Evans’s life-changing journey starts with tasting real milk, which for him, is a driver for uncovering the real, core flavours of ingredients. He is not a fan of mediocrity, he supports ethical eating and like the title of the book suggests, he is interested in real food. Evans could’ve bleated on and on about sustainable eating, farming and the feelgood factor of buying and eating organic. Yes, he espouses all of these food philosophies but he doesn’t come across as greenly pious or shouts obnoxiously from his soapbox. He makes the reader aware of these issues gently; almost reminds us that we shouldn’t neglect the soil that nourishes our vegetables and the welfare of the animals that we depend on for food.

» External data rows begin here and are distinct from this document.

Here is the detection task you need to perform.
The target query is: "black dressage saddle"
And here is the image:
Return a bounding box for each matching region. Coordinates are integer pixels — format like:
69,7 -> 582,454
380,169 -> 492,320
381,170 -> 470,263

The chapters are well laid out and categories of ingredients are explained in simple, easy-to-understand language. The beauty of the Real Food Companion is that it is a personal collection of rustic, delicious recipes combined with introductions to individual farmers and their produce, and explanations of uses for ingredients. The dairy chapter sees recipes like baked nutmeg custard, goats’ milk latte cotto and labna. The flour chapter shows off the flexibility of wheat, whether for turning leftover crusts into a bread and butter pudding or dough being kneaded into silky pappardelle. The recipes are never overcomplicated or fussy. Traditionalists will delight in the English and French comfort foods like homemade bacon baked beans and coq au vin; and the multiculturalists will appreciate the taxi driver’s lamb curry and fattoush.

(Matthew Evans's homemade bacon baked beans)

And where would a good reference/cookbook be without a workable index? The index is broken up into two separate categories: Food and Topics. The food index is user-friendly and pretty thorough although some food entries could have been more practically thought through. For a book that is part reference and part cookbook, the level of indexing is spot on. The Topics section is easy to use but some entries seem to have been overlooked and locators are not all there. Overall, Real Food Companion is a heartwarming read and provides inspiration to all of us who are vying for a change of pace in our hectic lifestyles. This book makes me want to find time to nourish and grow something wonderful from a little patch of dirt.